The U.S. Department of Justice said in a court filing that it intends to defend an exemption for religious schools and universities from an anti-discrimination federal law.
The Religious Exemption Accountability Project (REAP), an LGBTQ advocacy group, filed the lawsuit on behalf of the students in March in an Oregon federal court. The suit seeks to challenge the application of Title IX, which outlaws sex-based discrimination in institutions that accept federal funding except those “controlled by a religious organization.”
Three Christian universities, along with the Council for Christian Colleges & Universities, have petitioned to intervene in the case under the presumption that the Biden administration would not defend their Title IX religious exemptions.

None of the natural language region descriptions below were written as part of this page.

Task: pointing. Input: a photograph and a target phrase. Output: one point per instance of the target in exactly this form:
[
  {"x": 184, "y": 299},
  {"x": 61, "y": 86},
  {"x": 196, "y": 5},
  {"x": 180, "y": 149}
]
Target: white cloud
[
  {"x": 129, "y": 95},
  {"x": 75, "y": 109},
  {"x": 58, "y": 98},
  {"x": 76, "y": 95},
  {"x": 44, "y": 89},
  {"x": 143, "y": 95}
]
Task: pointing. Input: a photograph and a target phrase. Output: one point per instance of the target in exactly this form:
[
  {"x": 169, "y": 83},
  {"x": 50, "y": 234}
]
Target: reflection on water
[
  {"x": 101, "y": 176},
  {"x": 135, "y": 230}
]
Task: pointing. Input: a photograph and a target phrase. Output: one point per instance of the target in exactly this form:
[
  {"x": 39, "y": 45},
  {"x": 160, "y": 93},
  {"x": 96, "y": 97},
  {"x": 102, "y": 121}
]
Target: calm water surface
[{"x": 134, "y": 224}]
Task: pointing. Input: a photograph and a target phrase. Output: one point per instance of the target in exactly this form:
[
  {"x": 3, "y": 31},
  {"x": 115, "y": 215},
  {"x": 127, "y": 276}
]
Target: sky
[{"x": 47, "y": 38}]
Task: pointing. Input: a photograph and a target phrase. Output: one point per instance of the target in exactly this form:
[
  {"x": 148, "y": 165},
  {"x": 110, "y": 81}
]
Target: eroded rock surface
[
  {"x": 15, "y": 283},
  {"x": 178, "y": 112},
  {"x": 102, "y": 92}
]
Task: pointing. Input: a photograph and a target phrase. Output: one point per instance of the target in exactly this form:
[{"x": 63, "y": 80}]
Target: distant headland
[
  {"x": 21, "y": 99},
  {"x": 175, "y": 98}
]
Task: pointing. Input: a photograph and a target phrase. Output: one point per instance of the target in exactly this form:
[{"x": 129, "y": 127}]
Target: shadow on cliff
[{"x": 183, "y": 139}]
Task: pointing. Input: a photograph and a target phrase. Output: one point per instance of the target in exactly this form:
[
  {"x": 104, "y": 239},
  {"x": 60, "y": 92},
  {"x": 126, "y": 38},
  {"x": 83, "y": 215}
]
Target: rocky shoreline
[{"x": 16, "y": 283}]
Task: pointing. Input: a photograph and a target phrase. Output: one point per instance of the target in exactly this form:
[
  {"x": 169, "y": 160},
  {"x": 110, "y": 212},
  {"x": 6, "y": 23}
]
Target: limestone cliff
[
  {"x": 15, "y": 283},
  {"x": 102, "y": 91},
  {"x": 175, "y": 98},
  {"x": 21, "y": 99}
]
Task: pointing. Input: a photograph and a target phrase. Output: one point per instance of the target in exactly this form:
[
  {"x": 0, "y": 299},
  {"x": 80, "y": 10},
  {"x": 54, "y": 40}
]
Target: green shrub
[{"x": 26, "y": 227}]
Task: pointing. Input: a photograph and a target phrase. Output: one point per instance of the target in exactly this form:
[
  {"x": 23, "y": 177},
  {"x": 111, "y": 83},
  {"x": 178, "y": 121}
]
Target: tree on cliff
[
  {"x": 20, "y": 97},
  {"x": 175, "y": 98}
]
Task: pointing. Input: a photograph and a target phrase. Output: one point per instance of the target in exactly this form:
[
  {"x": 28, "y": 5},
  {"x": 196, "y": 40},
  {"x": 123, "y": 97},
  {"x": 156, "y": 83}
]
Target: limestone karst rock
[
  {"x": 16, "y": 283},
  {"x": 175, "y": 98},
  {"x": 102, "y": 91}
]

The Justice Department, however, declared in the June 9 court filing that its interests “coincide” with those of the Christian institutions, and that it “will represent those interests adequately.”
“At this stage of the litigation, it is premature to conclude that the Federal Defendants would neglect to raise, or be ‘ill-equipped’ to develop, effective arguments in support of the Religious Exemption,” the department said in the filing, obtained and reported by The Washington Post.

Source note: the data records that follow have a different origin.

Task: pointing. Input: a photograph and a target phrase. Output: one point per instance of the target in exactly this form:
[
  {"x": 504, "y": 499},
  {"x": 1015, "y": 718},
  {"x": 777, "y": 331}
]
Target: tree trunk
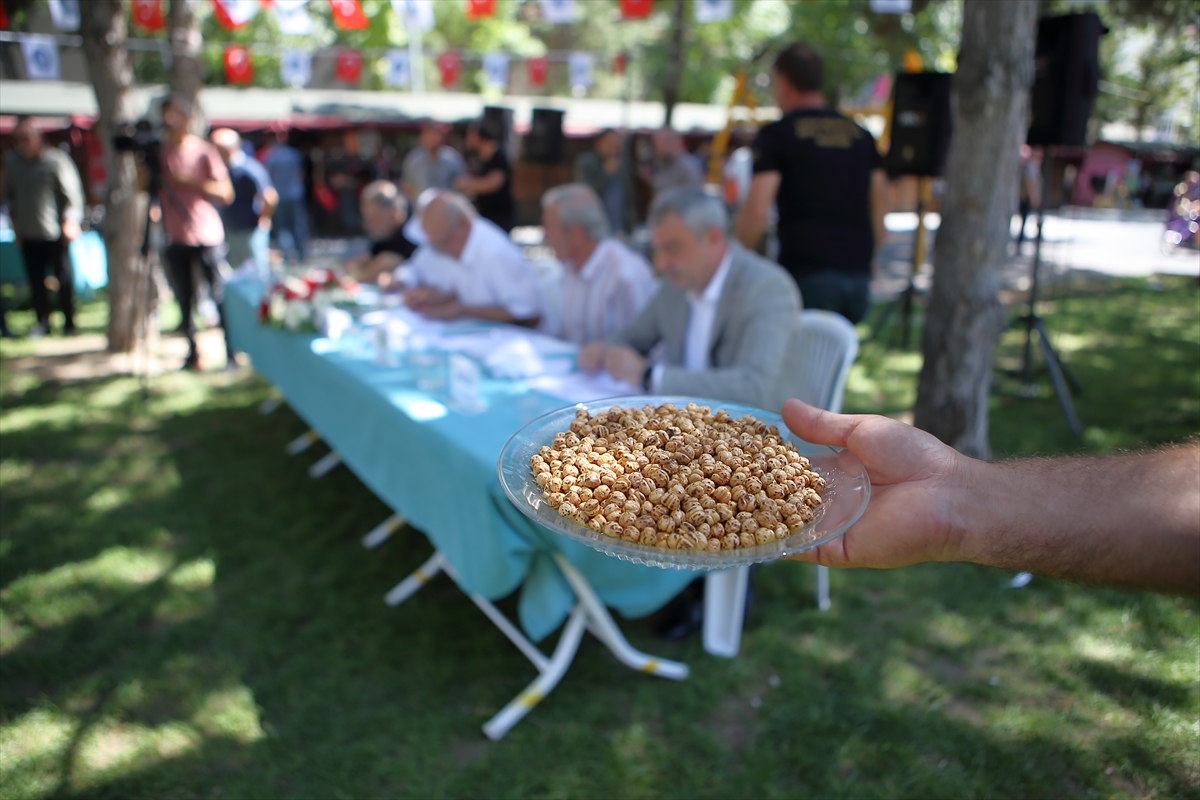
[
  {"x": 990, "y": 98},
  {"x": 103, "y": 30},
  {"x": 185, "y": 76},
  {"x": 675, "y": 65}
]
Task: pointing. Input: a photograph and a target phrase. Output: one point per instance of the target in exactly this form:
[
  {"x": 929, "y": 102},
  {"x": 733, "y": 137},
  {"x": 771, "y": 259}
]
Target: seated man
[
  {"x": 726, "y": 316},
  {"x": 605, "y": 283},
  {"x": 384, "y": 210},
  {"x": 471, "y": 268}
]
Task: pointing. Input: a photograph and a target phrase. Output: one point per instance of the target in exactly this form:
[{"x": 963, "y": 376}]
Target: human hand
[
  {"x": 624, "y": 364},
  {"x": 591, "y": 356},
  {"x": 921, "y": 489}
]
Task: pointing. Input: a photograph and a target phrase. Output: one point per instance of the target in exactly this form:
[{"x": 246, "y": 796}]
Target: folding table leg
[
  {"x": 383, "y": 531},
  {"x": 328, "y": 462},
  {"x": 269, "y": 404},
  {"x": 301, "y": 443},
  {"x": 601, "y": 624},
  {"x": 408, "y": 587},
  {"x": 564, "y": 653}
]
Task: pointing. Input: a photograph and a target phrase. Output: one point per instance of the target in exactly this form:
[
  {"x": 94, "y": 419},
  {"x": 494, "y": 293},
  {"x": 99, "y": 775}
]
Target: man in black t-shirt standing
[
  {"x": 492, "y": 190},
  {"x": 826, "y": 176}
]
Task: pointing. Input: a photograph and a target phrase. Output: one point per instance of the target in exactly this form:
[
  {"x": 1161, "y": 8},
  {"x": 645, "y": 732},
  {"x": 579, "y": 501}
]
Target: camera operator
[
  {"x": 193, "y": 178},
  {"x": 45, "y": 196}
]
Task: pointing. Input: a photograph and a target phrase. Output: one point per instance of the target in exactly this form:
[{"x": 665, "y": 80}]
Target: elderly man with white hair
[
  {"x": 727, "y": 317},
  {"x": 469, "y": 268},
  {"x": 605, "y": 283}
]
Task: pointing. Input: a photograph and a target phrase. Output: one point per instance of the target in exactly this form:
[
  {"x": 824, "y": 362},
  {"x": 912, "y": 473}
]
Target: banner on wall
[
  {"x": 712, "y": 11},
  {"x": 41, "y": 54},
  {"x": 580, "y": 68},
  {"x": 417, "y": 13},
  {"x": 239, "y": 68},
  {"x": 295, "y": 67},
  {"x": 399, "y": 71},
  {"x": 65, "y": 14},
  {"x": 557, "y": 12},
  {"x": 496, "y": 68},
  {"x": 293, "y": 17},
  {"x": 148, "y": 14},
  {"x": 348, "y": 66},
  {"x": 348, "y": 14},
  {"x": 232, "y": 14}
]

The Christian institutions and the Justice Department share the same “ultimate objective,” which is to defend the religious exemption and its current application, the filing stated, urging the court to not grant the request for intervention.

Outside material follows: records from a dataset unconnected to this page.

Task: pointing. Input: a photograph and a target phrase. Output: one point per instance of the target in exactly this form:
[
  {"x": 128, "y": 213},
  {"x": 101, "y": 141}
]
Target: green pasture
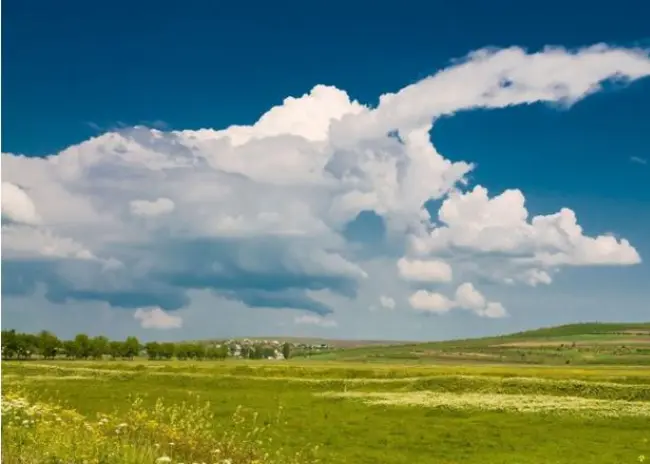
[{"x": 383, "y": 413}]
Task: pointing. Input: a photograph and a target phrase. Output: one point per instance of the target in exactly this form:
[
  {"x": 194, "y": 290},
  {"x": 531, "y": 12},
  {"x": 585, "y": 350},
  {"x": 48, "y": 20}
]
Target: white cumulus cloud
[
  {"x": 151, "y": 208},
  {"x": 433, "y": 270},
  {"x": 308, "y": 319},
  {"x": 156, "y": 318},
  {"x": 258, "y": 213},
  {"x": 386, "y": 302},
  {"x": 466, "y": 297},
  {"x": 17, "y": 206}
]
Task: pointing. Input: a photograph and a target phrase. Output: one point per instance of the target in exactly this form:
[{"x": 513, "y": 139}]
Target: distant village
[{"x": 270, "y": 349}]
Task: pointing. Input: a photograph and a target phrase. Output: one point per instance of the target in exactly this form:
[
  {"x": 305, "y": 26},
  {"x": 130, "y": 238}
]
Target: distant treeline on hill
[{"x": 16, "y": 345}]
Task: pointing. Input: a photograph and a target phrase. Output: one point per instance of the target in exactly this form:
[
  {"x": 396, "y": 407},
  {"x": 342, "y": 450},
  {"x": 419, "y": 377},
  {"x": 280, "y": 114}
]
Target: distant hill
[
  {"x": 585, "y": 343},
  {"x": 336, "y": 343}
]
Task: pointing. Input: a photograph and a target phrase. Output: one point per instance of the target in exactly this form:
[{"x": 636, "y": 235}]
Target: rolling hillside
[{"x": 587, "y": 343}]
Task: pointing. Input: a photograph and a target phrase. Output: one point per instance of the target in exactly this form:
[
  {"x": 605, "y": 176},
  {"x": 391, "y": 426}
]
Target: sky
[{"x": 416, "y": 172}]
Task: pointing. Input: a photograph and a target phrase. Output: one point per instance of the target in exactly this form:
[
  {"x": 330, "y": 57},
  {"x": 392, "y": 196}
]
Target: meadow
[{"x": 305, "y": 411}]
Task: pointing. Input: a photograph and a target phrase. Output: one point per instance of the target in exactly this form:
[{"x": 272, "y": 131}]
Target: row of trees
[{"x": 16, "y": 345}]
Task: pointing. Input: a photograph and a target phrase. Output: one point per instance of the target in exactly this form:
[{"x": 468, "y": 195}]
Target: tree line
[{"x": 17, "y": 345}]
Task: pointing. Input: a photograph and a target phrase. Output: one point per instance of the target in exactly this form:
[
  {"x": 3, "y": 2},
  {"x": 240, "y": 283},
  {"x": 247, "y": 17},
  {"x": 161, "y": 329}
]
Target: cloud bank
[{"x": 139, "y": 217}]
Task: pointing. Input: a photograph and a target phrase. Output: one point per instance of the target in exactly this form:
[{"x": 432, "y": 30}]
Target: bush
[{"x": 36, "y": 432}]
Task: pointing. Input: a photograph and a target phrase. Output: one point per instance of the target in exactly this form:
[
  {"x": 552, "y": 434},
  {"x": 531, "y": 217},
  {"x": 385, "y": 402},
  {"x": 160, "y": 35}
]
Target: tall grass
[{"x": 42, "y": 432}]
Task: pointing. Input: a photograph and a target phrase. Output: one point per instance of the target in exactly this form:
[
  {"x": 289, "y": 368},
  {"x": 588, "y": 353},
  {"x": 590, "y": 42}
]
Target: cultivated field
[{"x": 111, "y": 411}]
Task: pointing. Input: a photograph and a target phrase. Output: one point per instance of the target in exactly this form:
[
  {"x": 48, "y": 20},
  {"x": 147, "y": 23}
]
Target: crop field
[{"x": 330, "y": 412}]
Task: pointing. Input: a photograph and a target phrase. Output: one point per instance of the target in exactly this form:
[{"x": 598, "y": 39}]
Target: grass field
[
  {"x": 355, "y": 413},
  {"x": 574, "y": 344}
]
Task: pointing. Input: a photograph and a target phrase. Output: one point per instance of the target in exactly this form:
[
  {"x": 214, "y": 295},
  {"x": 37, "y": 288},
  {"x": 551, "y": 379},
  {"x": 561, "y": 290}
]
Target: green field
[
  {"x": 574, "y": 344},
  {"x": 329, "y": 411}
]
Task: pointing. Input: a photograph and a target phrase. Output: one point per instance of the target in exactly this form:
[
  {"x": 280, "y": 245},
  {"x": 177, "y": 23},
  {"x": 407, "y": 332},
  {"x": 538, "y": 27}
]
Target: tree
[
  {"x": 154, "y": 350},
  {"x": 115, "y": 349},
  {"x": 70, "y": 349},
  {"x": 99, "y": 347},
  {"x": 48, "y": 344},
  {"x": 83, "y": 347},
  {"x": 167, "y": 350},
  {"x": 286, "y": 350},
  {"x": 9, "y": 344},
  {"x": 131, "y": 347}
]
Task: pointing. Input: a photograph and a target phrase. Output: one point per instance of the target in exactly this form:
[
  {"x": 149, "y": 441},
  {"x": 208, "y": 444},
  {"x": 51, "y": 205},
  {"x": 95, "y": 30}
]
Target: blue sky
[{"x": 74, "y": 71}]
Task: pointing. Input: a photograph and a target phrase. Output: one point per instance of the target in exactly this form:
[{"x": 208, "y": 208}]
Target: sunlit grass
[
  {"x": 38, "y": 432},
  {"x": 543, "y": 420},
  {"x": 507, "y": 403}
]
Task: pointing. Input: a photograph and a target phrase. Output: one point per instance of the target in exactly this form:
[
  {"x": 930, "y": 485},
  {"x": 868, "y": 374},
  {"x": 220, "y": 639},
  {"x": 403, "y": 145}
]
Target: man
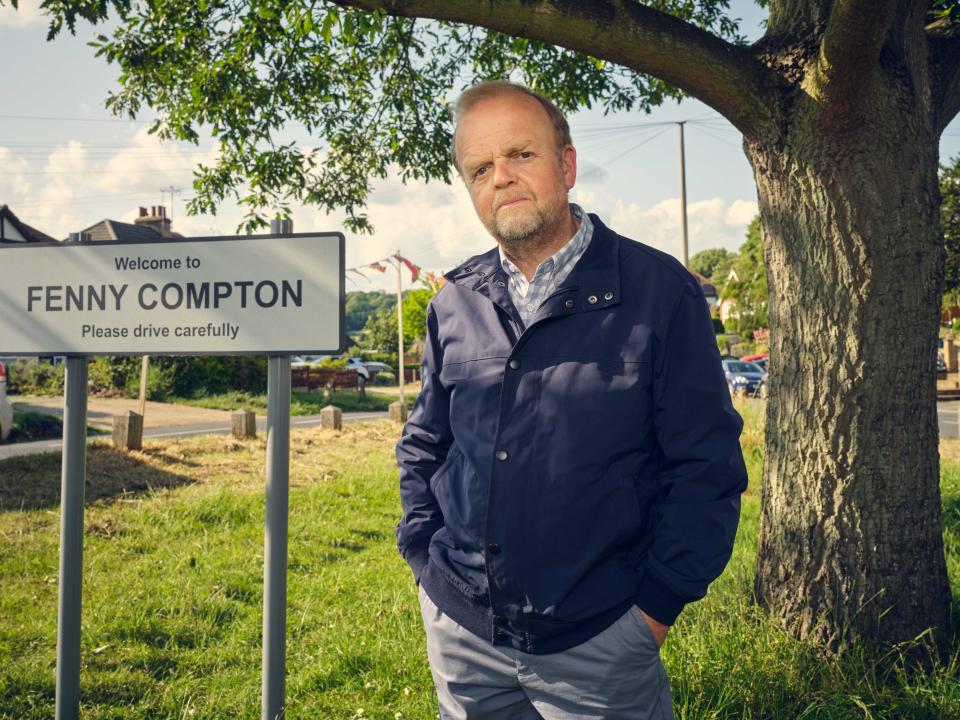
[{"x": 571, "y": 473}]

The filing also affirmed that just because the Education Department is undertaking a “comprehensive review” of Title IX regulations, it doesn’t mean the Justice Department will not perform its duty to uphold existing legal statutes, including the religious exemption.
“Neither the Administration’s stated policy positions nor the [Education] Department’s review of existing regulations abrogate the government’s duty to defend federal statutes and regulations in court as a legal matter,” the Justice Department stated.
“What this means is that the government is now aligning itself with anti-LGBTQ hate in order to vigorously defend an exemption that everyone knows causes severe harm to LGBTQ students using taxpayer money,” Southwick said. “It will make our case harder if the federal government plans to vigorously defend it like they have indicated.”
Alliance Defending Freedom (ADF), the legal group representing the Christian universities in their petition, warned that depending on the outcome of the lawsuit, schools could lose their federal funding for “operating according to Christian beliefs on sexuality.”